“Never forget the single shining truth about democracy. It means sharing the country with a**holes you can’t stand,” Maher began his monologue, proceeding to explain that he used to mock conservatives for being “rubes,” but that he is now trying to change his behavior.
The host said that he has learned that “the anti-intellectualism on the right doesn’t primarily come from stupidity, it comes from hate.”
According to Maher, the American society is so deeply divided that a second civil war could break out unless things change.
The comedian explained that he believes Republicans see Democrats as an existential threat, just like Democrats believe President Donald Trump is an existential threat to the country. This polarization, according to Maher, could lead to a full-blown civil war.

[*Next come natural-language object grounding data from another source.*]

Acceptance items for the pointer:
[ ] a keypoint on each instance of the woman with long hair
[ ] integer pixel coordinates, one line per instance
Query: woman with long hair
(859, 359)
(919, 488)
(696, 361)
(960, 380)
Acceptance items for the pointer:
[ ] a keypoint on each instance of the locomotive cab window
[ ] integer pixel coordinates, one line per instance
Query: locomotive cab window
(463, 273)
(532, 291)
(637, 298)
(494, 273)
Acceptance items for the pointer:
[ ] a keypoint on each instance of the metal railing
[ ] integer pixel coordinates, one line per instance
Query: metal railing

“We all talk about Trump as an existential threat, but his side sees Democratic control of government the exact same way. And when both sides believe the other guy taking over means the end of the world, yes, you can have a civil war.”
“We are going to have to learn to live with each other or there will be blood,” he added.

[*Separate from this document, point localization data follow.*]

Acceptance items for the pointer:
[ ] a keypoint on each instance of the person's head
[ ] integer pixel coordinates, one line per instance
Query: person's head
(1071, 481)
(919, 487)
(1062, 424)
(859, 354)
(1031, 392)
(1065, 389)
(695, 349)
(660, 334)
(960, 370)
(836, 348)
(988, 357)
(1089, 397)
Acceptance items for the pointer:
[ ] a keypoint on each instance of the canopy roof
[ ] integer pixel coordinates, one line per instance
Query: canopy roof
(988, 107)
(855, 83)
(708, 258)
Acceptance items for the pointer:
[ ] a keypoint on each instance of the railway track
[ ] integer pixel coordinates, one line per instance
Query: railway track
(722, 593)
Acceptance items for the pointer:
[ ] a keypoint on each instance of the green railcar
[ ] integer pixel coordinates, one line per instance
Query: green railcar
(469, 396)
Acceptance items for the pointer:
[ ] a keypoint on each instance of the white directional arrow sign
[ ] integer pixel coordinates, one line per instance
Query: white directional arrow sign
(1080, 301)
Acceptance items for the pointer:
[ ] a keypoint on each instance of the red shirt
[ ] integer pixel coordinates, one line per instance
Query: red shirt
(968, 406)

Maher concluded his monologue by defending host and fellow comedian Ellen DeGeneres.
DeGeneres, thought of as a liberal, was recently criticized for attending an NFL game with former President George W. Bush, a staunch conservative and Republican.
DeGeneres later defended her friendship with the former president, arguing — much like Maher argued on Friday — that she believes there is nothing wrong with being friends with someone who doesn’t share her beliefs, according to The Intercept, which noted that “the problem with George W. Bush is not his beliefs — it’s his war crimes.”

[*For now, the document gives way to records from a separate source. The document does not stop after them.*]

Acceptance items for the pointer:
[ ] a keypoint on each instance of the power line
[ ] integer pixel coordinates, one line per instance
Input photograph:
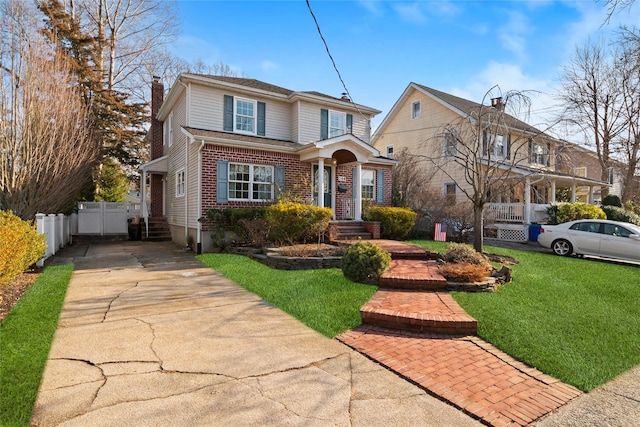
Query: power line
(335, 67)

Describing the former president as a “monster,” the publication also noted that Bush lobbied Republican senators to support Trump Supreme Court pick Justice Brett Kavanaugh’s nomination, despite claiming to oppose the president’s agenda.
Maher has issued similar warnings in the past.
Earlier this month, the comedian warned that Trump will refuse to leave the White House regardless of who wins the 2020 presidential election.
According to Maher, the president will claim — like he claimed in 2016, even though he won — that the process was “rigged,” and dispute the results of the election.
Prominent political figures, such as Speaker of the House Nancy Pelosi, have issued similar warnings.
Similarly, in a recent interview, former White House Press Secretary Sean Spicer suggested that civil war is a real possibility.